Lismore has nothing now to show of its ancient importance save its castle and its cathedral, both of them absolutely modern! A hundred years ago the castle was simply a ruin overhanging the river. It then belonged to the fifth Duke of Devonshire, who had inherited it from his mother, the only child and heiress of the friend of Pope, Richard, fourth Earl of Cork, and third Earl of Burlington. It had come into the hands of the Boyles by purchase from Sir Walter Ealeigh, to whom Elizabeth had granted it, with all its appendages and appurtenances. The fifth Duke of Devonshire, who was the husband of Coleridge's "lady nursed in pomp and pleasure," did little or nothing, I believe, to restore the vanished glories of Lismore; and the castle, as it now exists, is the creation of his son, the artistic bachelor Duke, to whom England owes the Crystal Palace and all the other outcomes of Sir Joseph Paxton's industry and enterprise. His kinsman and successor, the present Duke, used to visit Lismore regularly down to the time of the atrocious murder of Lord Frederick Cavendish, and many of the beautiful walks and groves which make the place lovely are due, I believe, to his taste and his appreciation of the natural charms of Lismore. I dismissed my car at the "Devonshire Arms," an admirable little hotel near the river, and having ordered my dinner there, walked down to the castle, almost within the grounds of which the hotel stands. It is impossible to imagine a more picturesque site for a great inland mansion. The views up and down the Blackwater from the drawing-room windows are simply the perfection of river landscape. The grounds are beautifully laid out, one secluded garden-walk, in particular, taking you back to the inimitable Italian garden-walks of the seventeenth century. In the vestibule is the sword of state of the Corporation of Youghal, a carved wooden cradle for which still stands in the church at that place, and over the great gateway are the arms of the great Earl of Cork, but these are almost the only outward and visible signs of the historic past about the castle. Seen from the graceful stone bridge which spans the river, its grey towers and turrets quite excuse the youthful enthusiasm with which the Duke of Connaught, who made a visit here when he was Prince Arthur, is said to have written to his mother, that Lismore was "a beautiful place, very like Windsor Castle, only much finer."

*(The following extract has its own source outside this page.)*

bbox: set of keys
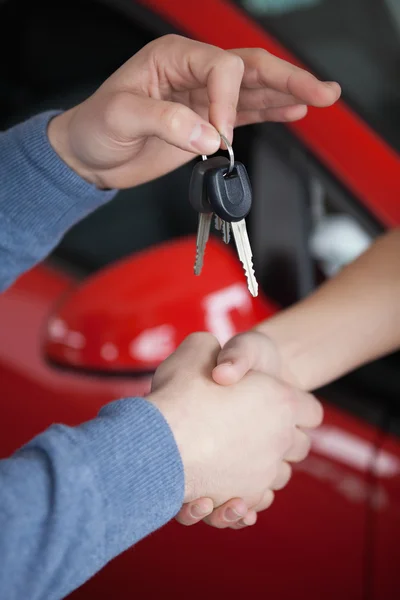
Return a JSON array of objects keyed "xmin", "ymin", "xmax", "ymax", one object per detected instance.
[{"xmin": 189, "ymin": 134, "xmax": 259, "ymax": 297}]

Lismore Cathedral was almost entirely rebuilt by the second Earl of Cork three or four years after the Restoration, and has a handsome marble spire, but there is little in it to recall the Catholic times in which Lismore was a city of churches and a centre of Irish devotion.

The hostess of the "Devonshire Arms" gave me some excellent salmon, fresh from the river, and a very good dinner. She bewailed the evil days on which she has fallen, and the loss to Lismore of all that the Castle used to mean to the people. Lady Edward Cavendish had spent a short time here some little time ago, she said, and the people were delighted to have her come there. "It would be a great thing for the country if all the uproar and quarrelling could be put an end to. It did nobody any good, least of all the poor people."

From Lismore I came back by the railway through Fermoy.